Lessons from OCR enforcement actions
- Encryption and strong access controls significantly reduce breach risk and penalty exposure.
- Delays beyond the 60-day notification timeframe and inadequate risk assessment documentation are frequent findings.
- Comprehensive policies, workforce training, and prompt mitigation weigh favorably in enforcement outcomes.
Key Omnibus Rule Changes
Rebuttable presumption and four-factor analysis
The Omnibus Rule replaced the prior “harm” standard with the breach notification rebuttable presumption and codified the four risk assessment factors. You must document why PHI was not compromised or proceed with notification.
Expanded business associate scope and liability
The definition of business associate explicitly includes downstream subcontractors handling PHI. Business associates are directly liable for Security Rule compliance and certain Privacy Rule provisions, including breach notification duties.
Clarified notice content and processes
The Rule refined notice content elements, reinforced plain-language requirements, and aligned processes for substitute notice, media notice, and HHS reporting to support consistent consumer protection.
Compliance Deadlines and Implementation
Key historical dates
- Final Omnibus Rule published in 2013; effective March 26, 2013.
- General compliance date September 23, 2013.
- Transitional extension for certain pre-2013 business associate agreements through September 23, 2014.
Implementation roadmap
- Map PHI flows and identify where unsecured PHI exists; apply encryption and destruction standards.
- Establish incident intake, triage, and risk assessment procedures that operationalize the four factors.
- Pre-draft individual, media, and HHS notice templates; track the 60-day notification timeframe.

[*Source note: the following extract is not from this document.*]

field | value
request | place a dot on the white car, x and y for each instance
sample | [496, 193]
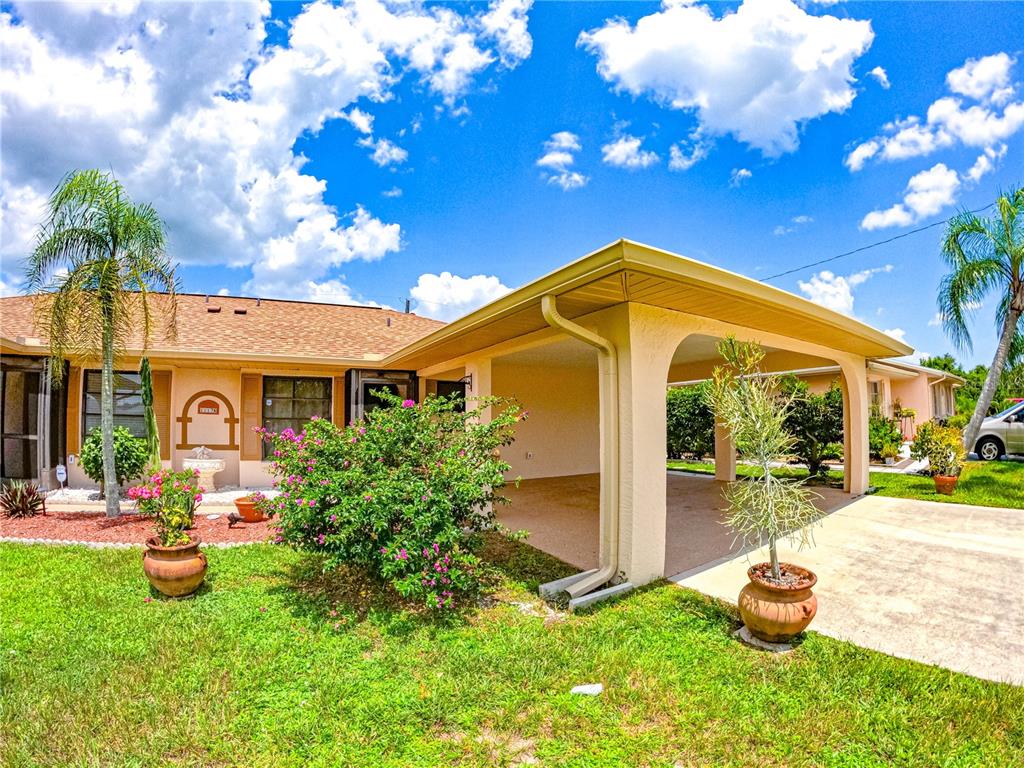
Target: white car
[1001, 434]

- Update business associate agreements to specify breach reporting and subcontractor obligations.
- Train workforce on impermissible disclosure scenarios and escalation paths; conduct tabletop exercises.
- Maintain documentation and a breach log to support OCR inquiries and annual reporting.
Conclusion
By applying the four risk assessment factors, honoring the rebuttable presumption, and executing timely, complete notices, you satisfy core Omnibus Rule expectations. Strong controls, clear contracts, and disciplined documentation lower breach likelihood and reduce exposure to OCR enforcement actions.
FAQs.
What constitutes a breach under the HITECH HIPAA Omnibus Rule?

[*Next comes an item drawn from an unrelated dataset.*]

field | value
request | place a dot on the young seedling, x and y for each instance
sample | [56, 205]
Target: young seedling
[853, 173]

A breach is any unauthorized acquisition, access, use, or impermissible disclosure of unsecured PHI that violates the Privacy Rule. Because of the breach notification rebuttable presumption, you must treat such events as breaches unless a documented risk assessment shows a low probability that the protected health information was compromised.

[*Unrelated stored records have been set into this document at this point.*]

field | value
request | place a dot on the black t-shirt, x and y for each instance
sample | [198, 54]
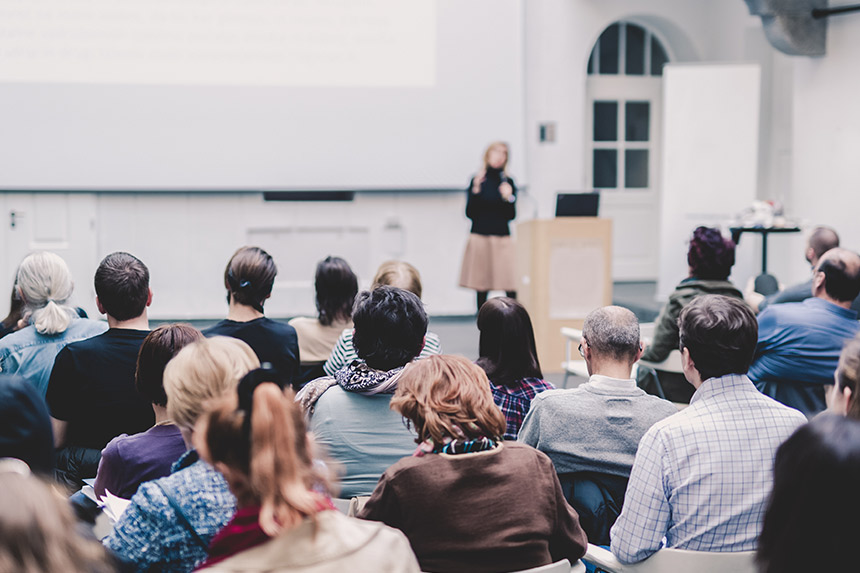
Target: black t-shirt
[92, 388]
[273, 342]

How should a risk assessment be performed for a suspected breach?
Analyze and document the four risk assessment factors: the nature and extent of PHI involved, who received or used it, whether it was actually acquired or viewed, and how effectively you mitigated risk. Collect evidence (for example, retrieval confirmations or attestations) and record your rationale for concluding whether notification is required.
When must covered entities notify affected individuals?
You must notify without unreasonable delay and no later than 60 calendar days after discovery. Use first-class mail or agreed email, provide substitute notice if contact information is insufficient, and include all required content elements so individuals can act to protect themselves.
What are the penalties for non-compliance with OCR guidelines?
OCR may impose civil money penalties under HIPAA’s tiered structure, require corrective action plans via resolution agreements, and monitor ongoing compliance. Penalties consider culpability, impact, cooperation, and timeliness, including adherence to the 60-day notification timeframe and quality of your documentation.